Bitter personal experience and tragedy stand behind Musa’s view that terrorism is largely to blame for polio’s stubborn resistance to the $14-billion, decades-long global effort to eradicate it.
On February 8, 2013, two gunmen attacked Musa’s clinic – one of a pair of attacks that killed ten polio eradication workers in northern Nigeria that day.
“As we were mobilizing for the vaccination campaign that morning,” Musa recalls, “I heard gunshots. We all dove to the floor.”
Musa survived the attack by pretending to be among the dead sprawled across the clinic’s floor tiles. Three of Musa’s colleagues were killed, and three more severely wounded.
Vaccinations were suspended
Responsibility for the attack was never claimed, Musa notes. But polio vaccination campaigns were suspended in the area.
“We had no immunizations here for more than eight months,” Musa recalls. “People simply refused out of fear to participate in the vaccination campaigns – which is exactly what is now happening in Borno state. A lot of the kids in the conflict zones are not vaccinated.”
And that, says Dr Kabir Suleiman, manager of the polio emergency operations centre in Katsina, is disrupting international efforts to eradicate polio.
“Even though the military have been trained to help vaccinate children in the conflict areas, many children are not reached,” Sulieman explains. “As a result, just as we were beginning to think Nigeria was polio-free, new cases began to emerge.”
“With so many areas ruled by Boko Haram, it’s something we should have expected.”
Family lived in terror
After Boko Haram killed Hadizi Hashim’s husband last year, she and her six children fled their home in Midiguri, the capital of Borno state.

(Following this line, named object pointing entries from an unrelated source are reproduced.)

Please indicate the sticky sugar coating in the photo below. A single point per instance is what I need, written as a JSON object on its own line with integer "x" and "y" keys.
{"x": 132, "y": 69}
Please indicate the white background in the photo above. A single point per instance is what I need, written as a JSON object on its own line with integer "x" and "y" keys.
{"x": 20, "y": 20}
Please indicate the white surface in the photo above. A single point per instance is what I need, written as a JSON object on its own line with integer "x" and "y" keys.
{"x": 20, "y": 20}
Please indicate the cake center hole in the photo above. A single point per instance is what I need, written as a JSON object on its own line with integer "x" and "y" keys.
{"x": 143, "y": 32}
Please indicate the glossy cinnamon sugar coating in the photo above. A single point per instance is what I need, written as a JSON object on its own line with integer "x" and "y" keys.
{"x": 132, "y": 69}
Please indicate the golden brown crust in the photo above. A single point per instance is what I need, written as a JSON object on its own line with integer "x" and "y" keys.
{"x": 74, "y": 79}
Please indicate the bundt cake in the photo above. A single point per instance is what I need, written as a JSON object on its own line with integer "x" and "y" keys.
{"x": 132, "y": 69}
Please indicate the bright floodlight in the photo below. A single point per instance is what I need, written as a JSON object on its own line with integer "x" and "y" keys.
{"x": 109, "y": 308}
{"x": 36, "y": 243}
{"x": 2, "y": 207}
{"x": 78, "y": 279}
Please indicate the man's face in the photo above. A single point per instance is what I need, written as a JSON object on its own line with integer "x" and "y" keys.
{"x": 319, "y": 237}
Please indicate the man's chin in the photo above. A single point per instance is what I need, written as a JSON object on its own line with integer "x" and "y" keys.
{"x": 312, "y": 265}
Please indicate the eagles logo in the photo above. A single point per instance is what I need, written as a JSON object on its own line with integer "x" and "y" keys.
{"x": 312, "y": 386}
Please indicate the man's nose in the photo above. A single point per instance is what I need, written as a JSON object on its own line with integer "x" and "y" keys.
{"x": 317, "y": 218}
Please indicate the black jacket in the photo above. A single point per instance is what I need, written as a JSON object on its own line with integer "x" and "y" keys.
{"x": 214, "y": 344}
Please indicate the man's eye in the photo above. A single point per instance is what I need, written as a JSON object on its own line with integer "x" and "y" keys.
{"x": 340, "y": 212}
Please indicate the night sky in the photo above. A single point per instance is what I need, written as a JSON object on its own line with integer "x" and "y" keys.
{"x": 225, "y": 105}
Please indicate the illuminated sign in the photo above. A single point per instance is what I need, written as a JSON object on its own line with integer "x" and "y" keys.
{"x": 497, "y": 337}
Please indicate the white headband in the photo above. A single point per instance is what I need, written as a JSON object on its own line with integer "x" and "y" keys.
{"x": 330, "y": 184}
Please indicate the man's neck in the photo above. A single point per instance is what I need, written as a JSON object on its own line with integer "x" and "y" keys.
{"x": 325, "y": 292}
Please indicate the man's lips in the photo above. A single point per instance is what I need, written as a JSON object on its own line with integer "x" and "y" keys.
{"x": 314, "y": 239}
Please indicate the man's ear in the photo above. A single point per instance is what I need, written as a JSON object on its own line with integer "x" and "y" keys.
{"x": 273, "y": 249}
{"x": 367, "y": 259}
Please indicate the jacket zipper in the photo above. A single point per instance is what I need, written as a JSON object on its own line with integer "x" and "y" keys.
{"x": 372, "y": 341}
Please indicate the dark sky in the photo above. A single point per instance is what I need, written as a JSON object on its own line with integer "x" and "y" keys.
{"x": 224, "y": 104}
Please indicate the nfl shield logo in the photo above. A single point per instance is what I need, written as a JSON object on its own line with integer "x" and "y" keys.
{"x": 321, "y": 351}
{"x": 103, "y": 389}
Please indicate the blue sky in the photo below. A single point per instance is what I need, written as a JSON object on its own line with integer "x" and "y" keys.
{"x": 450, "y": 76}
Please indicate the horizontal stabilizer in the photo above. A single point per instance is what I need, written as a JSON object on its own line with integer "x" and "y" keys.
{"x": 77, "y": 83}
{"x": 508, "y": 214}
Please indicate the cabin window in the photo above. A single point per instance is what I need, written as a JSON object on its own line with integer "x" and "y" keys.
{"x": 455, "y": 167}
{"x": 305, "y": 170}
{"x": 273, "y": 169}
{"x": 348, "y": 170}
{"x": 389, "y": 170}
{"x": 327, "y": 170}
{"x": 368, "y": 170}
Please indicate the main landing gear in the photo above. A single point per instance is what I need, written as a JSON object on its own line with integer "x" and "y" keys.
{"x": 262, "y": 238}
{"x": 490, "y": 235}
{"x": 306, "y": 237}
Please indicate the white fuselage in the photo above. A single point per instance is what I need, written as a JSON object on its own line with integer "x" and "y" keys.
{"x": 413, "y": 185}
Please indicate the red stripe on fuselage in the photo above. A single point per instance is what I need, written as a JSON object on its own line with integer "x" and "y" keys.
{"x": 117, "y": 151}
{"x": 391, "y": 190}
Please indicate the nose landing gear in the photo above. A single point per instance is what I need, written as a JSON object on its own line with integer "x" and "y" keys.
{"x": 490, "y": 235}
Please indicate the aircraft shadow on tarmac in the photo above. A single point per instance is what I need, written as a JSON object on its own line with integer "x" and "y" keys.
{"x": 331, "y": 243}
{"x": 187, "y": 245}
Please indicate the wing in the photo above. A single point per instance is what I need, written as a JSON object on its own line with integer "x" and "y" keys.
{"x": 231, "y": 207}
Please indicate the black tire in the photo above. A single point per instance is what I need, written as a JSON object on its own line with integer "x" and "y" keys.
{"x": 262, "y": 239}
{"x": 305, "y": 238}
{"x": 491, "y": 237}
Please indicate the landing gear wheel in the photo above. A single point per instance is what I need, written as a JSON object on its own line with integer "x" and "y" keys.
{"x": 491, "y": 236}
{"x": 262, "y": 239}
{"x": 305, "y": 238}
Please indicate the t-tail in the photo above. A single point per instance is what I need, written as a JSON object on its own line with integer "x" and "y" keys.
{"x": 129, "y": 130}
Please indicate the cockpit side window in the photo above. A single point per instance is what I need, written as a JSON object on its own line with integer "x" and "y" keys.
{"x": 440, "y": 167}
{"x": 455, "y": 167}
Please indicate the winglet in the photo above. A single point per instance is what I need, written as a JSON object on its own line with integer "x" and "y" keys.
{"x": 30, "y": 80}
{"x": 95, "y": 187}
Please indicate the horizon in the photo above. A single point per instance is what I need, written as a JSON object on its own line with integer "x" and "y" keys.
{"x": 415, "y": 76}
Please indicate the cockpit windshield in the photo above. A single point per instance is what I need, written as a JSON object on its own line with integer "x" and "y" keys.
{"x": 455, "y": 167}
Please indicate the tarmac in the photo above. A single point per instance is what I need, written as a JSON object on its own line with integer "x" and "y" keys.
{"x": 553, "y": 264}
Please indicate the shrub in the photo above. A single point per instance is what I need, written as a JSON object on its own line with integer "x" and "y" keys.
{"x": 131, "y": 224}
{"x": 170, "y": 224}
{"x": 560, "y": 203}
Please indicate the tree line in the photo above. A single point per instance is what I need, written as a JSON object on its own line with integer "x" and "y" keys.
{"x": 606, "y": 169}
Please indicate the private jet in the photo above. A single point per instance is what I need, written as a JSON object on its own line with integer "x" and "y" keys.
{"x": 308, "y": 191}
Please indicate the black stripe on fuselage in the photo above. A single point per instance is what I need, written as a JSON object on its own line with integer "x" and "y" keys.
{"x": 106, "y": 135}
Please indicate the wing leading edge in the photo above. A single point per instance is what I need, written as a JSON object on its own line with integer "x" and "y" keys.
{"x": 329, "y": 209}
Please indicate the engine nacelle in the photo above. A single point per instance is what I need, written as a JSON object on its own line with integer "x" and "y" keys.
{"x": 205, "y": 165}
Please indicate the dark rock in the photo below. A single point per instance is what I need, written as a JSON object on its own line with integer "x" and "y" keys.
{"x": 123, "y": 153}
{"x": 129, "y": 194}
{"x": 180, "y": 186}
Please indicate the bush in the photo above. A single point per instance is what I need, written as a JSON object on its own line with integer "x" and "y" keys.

They found sanctuary 500 kilometres westward, in Katsina, where she shares a three-room home with three other displaced families.
“In Midiguri, we had been living in terror, without access to healthcare services, or to polio immunization,” says Hashim, 45. “You stay home because you’re afraid to go to the clinic.”
Two million people are now estimated to have been displaced since Boko Haram began terrorizing Nigeria’s northern states in 2002.
According to the Nigerian government, more than 800,000 displaced children have been vaccinated, about two percent of them for the first time.
For people still living in areas controlled by Boko Haram, however, vaccination can only be done through “hit and run” exercises where military escorts accompany the vaccination teams.
“The crisis has escalated and the influx of people from Borno is huge,” says Abdullah Ganadaje, executive governer of Kano State, a northern state where some areas are controlled by Boko Haram.
“But we have long experience with nomadic movements of people and it appears that our strategies are working.”
Serious threat to eradication
The Nigerian government takes a less relaxed view, however. According to Nigeria’s emergency polio plan, “the continued movement into and out of Borno with the fluctuating security situation poses a huge risk of transmitting polioviruses.”
Dr. Tunji Funsho, who leads the polio fight in Nigeria for Rotary International, which has raised US$1.6 billion to fight polio in 122 countries since 1985, says the threat to global eradication posed by Boko Haram is serious. The poliovirus originating in Nigeria has sparked outbreaks in 25 polio-free countries.
“You can’t do polio surveillance in areas where you don’t have physical access,” he says, “and there is no certainty we are reaching every child in Borno State.”
The core problem, says Funsho, is that Boko Haram is ideologically opposed both to medical science, and to negotiating to protect children.
“There’s no one to negotiate with,” Funsho says with exasperation. “There’s no one saying ‘we are the Boko Haram leadership.'”
“If there was, I am sure the government would have sat down with them a long time ago to finally finish the polio fight.”